All Muslims seem to have an internal trigger that makes them backslide to Islamic Leviathan. Such a trigger was manifested in 1974 in a parliament dominated by a “socialist” Pakistan People’s Party led by a charismatic secular leader, Zulfikar Ali Bhutto. The author provides evidence of the mystery trigger by narrating how Bhutto never attended the apostatising sessions of the National Assembly and actually “reprimanded” his attorney general, Yahya Bakhtiar, for unfairly prosecuting the Ahmadis till he was reminded that he had ordered the trial himself.

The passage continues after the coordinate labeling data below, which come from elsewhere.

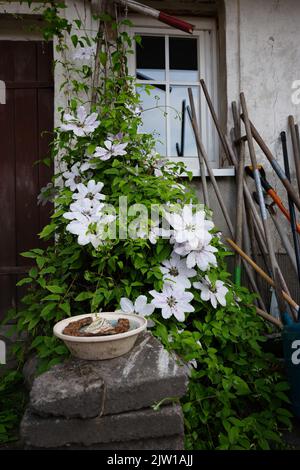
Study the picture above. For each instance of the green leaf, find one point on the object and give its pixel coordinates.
(84, 296)
(25, 280)
(66, 308)
(40, 261)
(29, 254)
(55, 289)
(54, 297)
(103, 58)
(47, 309)
(48, 230)
(74, 39)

The 1953 anti-Ahmadi riots had been “organised” in Punjab by then Chief Minister M.M. Daultana, who made the most enlightened speech at the judicial commission, saying a community could be converted into a minority only when it asked for such exclusion. But evidence showed that his government had funded the riots. Then Prime Minister Khawaja Nazimuddin was forced by states aiding Pakistan to abstain from firing his Ahmadi foreign minister, Sir Zafarullah Khan, and said the following in rebuttal of the famous August 11, 1947 address of the founder of the state, Mohammad Ali Jinnah, to the Constituent Assembly, in which he had, in a manifestly Lockean speech, pledged a pluralist country where religion and state would be separated: “I do not agree that religion is a private affair of the individual nor do I agree that in an Islamic state every citizen has identical rights, no matter what his caste, creed or faith be… The speech of the Quaid-i-Azam must be interpreted in the context in which it was delivered.”

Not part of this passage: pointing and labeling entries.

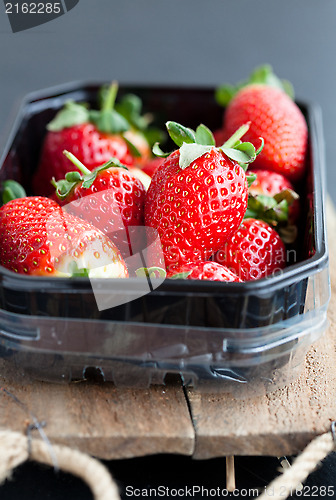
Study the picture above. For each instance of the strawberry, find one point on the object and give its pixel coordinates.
(205, 271)
(38, 238)
(254, 251)
(198, 196)
(151, 165)
(269, 186)
(111, 198)
(93, 136)
(273, 114)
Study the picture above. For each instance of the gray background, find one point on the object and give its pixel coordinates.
(177, 41)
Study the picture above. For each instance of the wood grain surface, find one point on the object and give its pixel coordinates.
(109, 423)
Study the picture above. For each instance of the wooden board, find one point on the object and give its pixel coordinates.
(282, 422)
(102, 420)
(119, 423)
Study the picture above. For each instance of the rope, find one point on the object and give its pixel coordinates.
(14, 450)
(302, 466)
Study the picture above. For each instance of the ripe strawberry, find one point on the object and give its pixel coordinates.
(254, 251)
(269, 186)
(94, 137)
(274, 116)
(151, 165)
(38, 238)
(205, 271)
(198, 196)
(111, 198)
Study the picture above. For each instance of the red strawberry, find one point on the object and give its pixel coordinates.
(273, 116)
(38, 238)
(272, 184)
(93, 136)
(151, 165)
(205, 271)
(198, 196)
(254, 251)
(111, 198)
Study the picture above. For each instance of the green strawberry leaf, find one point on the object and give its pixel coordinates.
(157, 151)
(180, 134)
(133, 149)
(70, 115)
(86, 176)
(286, 194)
(268, 209)
(234, 140)
(261, 75)
(11, 190)
(181, 276)
(109, 121)
(242, 153)
(190, 153)
(204, 136)
(250, 178)
(130, 108)
(225, 93)
(78, 272)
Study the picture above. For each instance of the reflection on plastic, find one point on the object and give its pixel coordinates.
(68, 248)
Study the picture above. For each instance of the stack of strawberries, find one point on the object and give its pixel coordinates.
(223, 204)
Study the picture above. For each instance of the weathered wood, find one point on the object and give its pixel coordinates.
(281, 422)
(102, 420)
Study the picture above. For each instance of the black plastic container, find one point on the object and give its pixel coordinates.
(202, 330)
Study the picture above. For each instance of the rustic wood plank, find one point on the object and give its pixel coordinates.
(102, 420)
(281, 422)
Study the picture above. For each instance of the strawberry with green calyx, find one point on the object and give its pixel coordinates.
(94, 136)
(263, 101)
(11, 190)
(110, 197)
(273, 200)
(205, 271)
(198, 195)
(254, 251)
(38, 238)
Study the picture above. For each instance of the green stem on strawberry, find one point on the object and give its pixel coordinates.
(81, 167)
(275, 211)
(235, 138)
(262, 75)
(85, 176)
(11, 190)
(194, 144)
(111, 95)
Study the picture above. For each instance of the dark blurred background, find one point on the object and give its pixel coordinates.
(177, 42)
(172, 42)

Did Bhutto do it for Saudi money? His reference to the “solution of a 90-year-old problem” points to the “trigger” that hides in all Muslims. The Saudi push happened more clearly when in 1980, Zia took Saudi dictation to impose religious tax (zakat) on the Shia. The Rabita Alam Al Islami (World Islamic League), the Saudi organisation with billions of dollars on its budget, was active in 1974; it was active under Zia, too.

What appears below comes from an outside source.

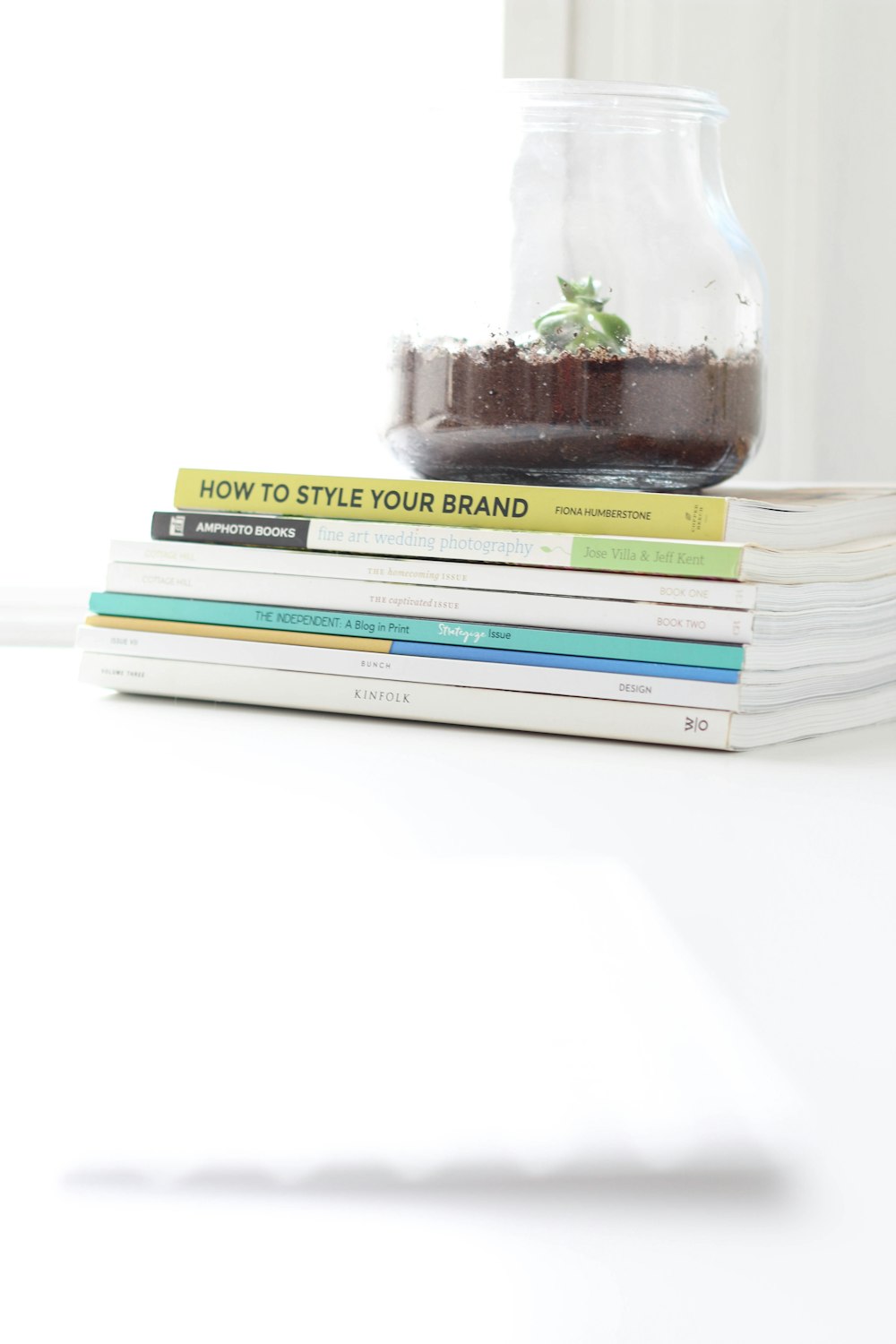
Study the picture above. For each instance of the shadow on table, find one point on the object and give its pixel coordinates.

As noted by Vali Nasr in his book, The Shia Revival: How Conflicts within Islam Will Shape the Future (2006), the anti-Shia edicts (fatwas) were “managed” through a scholar of India, Manzur Numani, then head of the Nadwatul Ulema of Lucknow, who compiled anti-Shia fatwas of apostatisation from the major seminaries of India and Pakistan in 1986. This compendium of fatwas laid the foundation for Shia massacres in Pakistan. Who is next?